Глупости, детка, мягко говорит мама. Это невозможно, нельзя поднять уровень воды, это все сказки.
Тогда почему все хотят бежать на второй? Почему лестница? Почему всё? медленно спрашивает Агата. Ей ужасно не хочется задавать этот вопрос, потому что она уже понимает, каким будет мамин ответ, но у нее больше нет сил притворяться, и она начинает аккуратно раскладывать скорлупки квадратом, по десять в каждый ряд.
Мы проигрываем, Агата, говорит мама. Бои больше не идут под водой. Бои идут на первом этаже.
Агата пытается посчитать, сколько скорлупок она уже выложила в полоску и не может: от слез у нее двоится и троится в глазах, а вытереть их нет никакой возможности все руки у Агаты в липком соке лазурника, того и гляди ресницы склеятся так, что потом глаз не откроешь, и поэтому Агата трется лицом о мамино плечо, царапает висок о погон, перевитый потрепанной оранжевой лентой.

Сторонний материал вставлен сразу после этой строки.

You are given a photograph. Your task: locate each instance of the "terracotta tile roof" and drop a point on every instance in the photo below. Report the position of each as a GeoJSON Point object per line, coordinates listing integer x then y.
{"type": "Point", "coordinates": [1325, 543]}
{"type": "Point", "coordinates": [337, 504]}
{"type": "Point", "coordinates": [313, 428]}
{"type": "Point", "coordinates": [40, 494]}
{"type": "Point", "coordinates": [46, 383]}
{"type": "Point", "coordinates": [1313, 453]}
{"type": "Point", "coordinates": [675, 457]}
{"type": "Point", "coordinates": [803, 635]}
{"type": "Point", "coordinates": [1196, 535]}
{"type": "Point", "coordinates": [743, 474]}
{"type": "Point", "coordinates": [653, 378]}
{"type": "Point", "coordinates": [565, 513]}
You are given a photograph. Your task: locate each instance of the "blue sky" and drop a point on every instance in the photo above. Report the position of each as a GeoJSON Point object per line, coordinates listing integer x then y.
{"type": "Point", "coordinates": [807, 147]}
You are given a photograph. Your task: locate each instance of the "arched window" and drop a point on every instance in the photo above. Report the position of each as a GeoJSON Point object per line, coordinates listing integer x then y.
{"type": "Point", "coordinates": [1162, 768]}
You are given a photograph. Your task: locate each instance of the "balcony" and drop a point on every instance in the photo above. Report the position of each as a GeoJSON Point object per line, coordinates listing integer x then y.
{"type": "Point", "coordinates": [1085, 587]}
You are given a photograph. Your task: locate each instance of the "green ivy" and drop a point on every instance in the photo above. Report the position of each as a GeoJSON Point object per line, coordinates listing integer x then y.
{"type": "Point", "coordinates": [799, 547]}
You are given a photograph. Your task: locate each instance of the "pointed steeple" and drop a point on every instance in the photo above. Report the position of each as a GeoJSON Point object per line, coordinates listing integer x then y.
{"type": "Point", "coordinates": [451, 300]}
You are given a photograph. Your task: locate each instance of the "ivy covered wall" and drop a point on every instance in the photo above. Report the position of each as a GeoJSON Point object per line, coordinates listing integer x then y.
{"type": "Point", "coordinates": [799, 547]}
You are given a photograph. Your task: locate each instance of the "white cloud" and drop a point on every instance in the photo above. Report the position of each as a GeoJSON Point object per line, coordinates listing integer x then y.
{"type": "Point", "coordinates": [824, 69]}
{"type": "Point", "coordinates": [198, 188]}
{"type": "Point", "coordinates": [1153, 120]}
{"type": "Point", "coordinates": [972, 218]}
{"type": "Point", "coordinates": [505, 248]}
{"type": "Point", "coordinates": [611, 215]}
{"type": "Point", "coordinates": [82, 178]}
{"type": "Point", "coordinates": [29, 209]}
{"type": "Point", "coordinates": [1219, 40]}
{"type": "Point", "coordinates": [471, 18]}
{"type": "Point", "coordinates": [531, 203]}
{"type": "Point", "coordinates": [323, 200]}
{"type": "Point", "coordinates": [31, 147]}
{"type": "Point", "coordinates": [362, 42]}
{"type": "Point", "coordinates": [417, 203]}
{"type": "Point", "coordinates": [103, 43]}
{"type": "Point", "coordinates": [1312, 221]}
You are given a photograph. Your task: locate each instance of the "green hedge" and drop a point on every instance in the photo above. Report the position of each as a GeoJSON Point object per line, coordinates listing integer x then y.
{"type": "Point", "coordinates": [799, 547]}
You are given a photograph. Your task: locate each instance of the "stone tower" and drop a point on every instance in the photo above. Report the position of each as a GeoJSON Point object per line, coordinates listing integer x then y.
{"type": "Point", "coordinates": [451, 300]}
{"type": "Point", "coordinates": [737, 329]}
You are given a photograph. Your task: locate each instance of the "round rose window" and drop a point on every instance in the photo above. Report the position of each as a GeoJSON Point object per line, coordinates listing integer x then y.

Где папа? спрашивает она тихо.
Недалеко, так же тихо отвечает мама. Тут, недалеко от леса. Их отряд бьется за Неважно. Недалеко. Я знаю, что с ним все в порядке, детка. Ему тяжело, но с ним все в порядке.
А профетто? вдруг осеняет Агату. Как же профетто? Они же все видят под водой, все, что делают унды, почему же они, ну, не раскусили все планы, это же так просто?
Ты знаешь, что такое рыба-паллоне? спрашивает мама.
Агата всхлипывает и мотает головой.
Они размером с дом, говорит мама, огромные шары с четырьмя рядами выпученных глаз. Они живут на самых глубоких этажах Венисвайта, глубже двадцатого, что ли. В самом начале войны унды убили и высушили несколько десятков таких рыб и сделали из них что-то вроде кораблей; представляешь себе корабль, который плавает под водой? Унды никогда не проносят туда воду, и мы совсем не знаем, что там внутри, а они покидают паллоне только ради боев. Все, что могут профетто, видеть наших убитых солдат там, в Венисвайте.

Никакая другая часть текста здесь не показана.